As machines become more intelligent, they become embedded in countless facets of life. In some ways, they can act almost as full-fledged members in human-machine teams. In such cases, as with any team, trust is a necessary ingredient for good performance.
But the dynamics of trust between people and machines are not yet well-understood. With a two-year project funded through the SUTD-MIT Postdoctoral Fellows Program, a collaboration between MIT and the Singapore University of Technology and Design (SUTD), postdoc Xi Jessie Yang, MIT Department of Aeronautics and Astronautics Assistant Professor Julie Shah, and SUTD Engineering Product Development Professor Katja Hölttä-Otto aim to develop greater knowledge in this area.
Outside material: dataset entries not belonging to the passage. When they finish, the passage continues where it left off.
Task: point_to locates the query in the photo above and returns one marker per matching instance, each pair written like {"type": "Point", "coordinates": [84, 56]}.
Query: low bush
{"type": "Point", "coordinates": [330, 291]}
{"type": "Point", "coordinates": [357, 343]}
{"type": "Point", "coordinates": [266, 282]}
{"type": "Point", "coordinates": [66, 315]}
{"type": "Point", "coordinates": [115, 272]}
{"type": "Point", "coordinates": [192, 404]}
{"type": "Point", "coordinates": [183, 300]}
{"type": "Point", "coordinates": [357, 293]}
During her fellowship, Yang spent one year as a postdoc at SUTD, and is now finishing her research during a second year at MIT. She and her faculty mentors hope their efforts will contribute to better user interface design and better human-machine team performance.
Some tasks can simply be accomplished more effectively and efficiently by a machine or with assistance from a machine than by a human alone. But machines can make mistakes, especially in scenarios characterized by uncertainty and ambiguity. As such, a proper calibration of trust towards machines is a prerequisite of good human-machine team performance.
A variety of factors intersect to determine the extent to which the human trusts the machine, and in turn, how well they can perform on a given task. These factors include how reliable the machine is, how self-confident the human is, and the concurrent workload (i.e. how many tasks the human is responsible for carrying out simultaneously). Teasing out the effect of any one factor can be challenging, but through intricate experimental design, Yang, Shah and Hölttä-Otto have been able to approach the topic in a more realistic way, dealing with the imperfection of machines and isolating various factors in the human-machine trust relationship to study their impact.
At SUTD, Yang and Hölttä-Otto designed an experiment involving a human participant performing a memory and recognition task with the assistance from an automated decision aid. In the experiment, participants memorized a series of images and later recognized them in a pool of similar images. The decision aid provided recommendations for the images to select, very reliably for some people and not so for others. Results revealed that participants tended to undertrust highly reliable aids and overtrust highly unreliable ones. The trust-reliability calibration also improved as humans gained more experience using the decision aid.
At MIT, Yang and Shah explored how interface design could facilitate trust-reliability calibration. Specifically, of interest to Yang and Shah is the potential benefits of likelihood alarm displays. In contrast to traditional binary alarms indicating only “threat” or “no threat”, likelihood alarms provide additional information about the confidence level and the urgency of an alerted event. Yang and Shah believe that likelihood alarm would help mitigate the “cry wolf” effect, a phenomenon commonly observed in high-risk industries. In such industries, the threshold to trigger an alarm are oftentimes set very low in order to capture every critical event. The low threshold, however, inevitably results in false alarms which cause the human users to lose trust in the alarm system and eventually harm task performance.
In another experiment, currently underway, Yang and Shah simulate a multi-task scenario in which participants act as a solider to perform a search and detection task. They have to maintain level flight of four unpiloted aerial vehicles (UAVs) and at the same time detect potential threats in the photo steams sent back from the UAVs. Either a binary alarm or a likelihood alarm helps the participants to complete their mission. The latter would presumably alleviate the “cry wolf” effect, as well as improve participants’ attention allocation, and enhance human-machine team performance.
Ultimately, this research could help inform robotics and artificial intelligence development across many domains, from military applications like the simulations in the experiments to medical diagnostics to airport security.
“Lack of trust is often cited as one of the critical barriers to more widespread use of AI and autonomous systems,” Shah says. “These studies make it clear that increasing a user’s trust in the system is not the right goal. Instead we need new approaches that help people to appropriately calibrate their trust in the system, especially considering these systems will always be imperfect. ”
Yang will be presenting her research at the 7th International Conference on Applied Human Factors and Ergonomics this July, as well as the 60th annual meeting of the Human Factors and Ergonomics Society in September.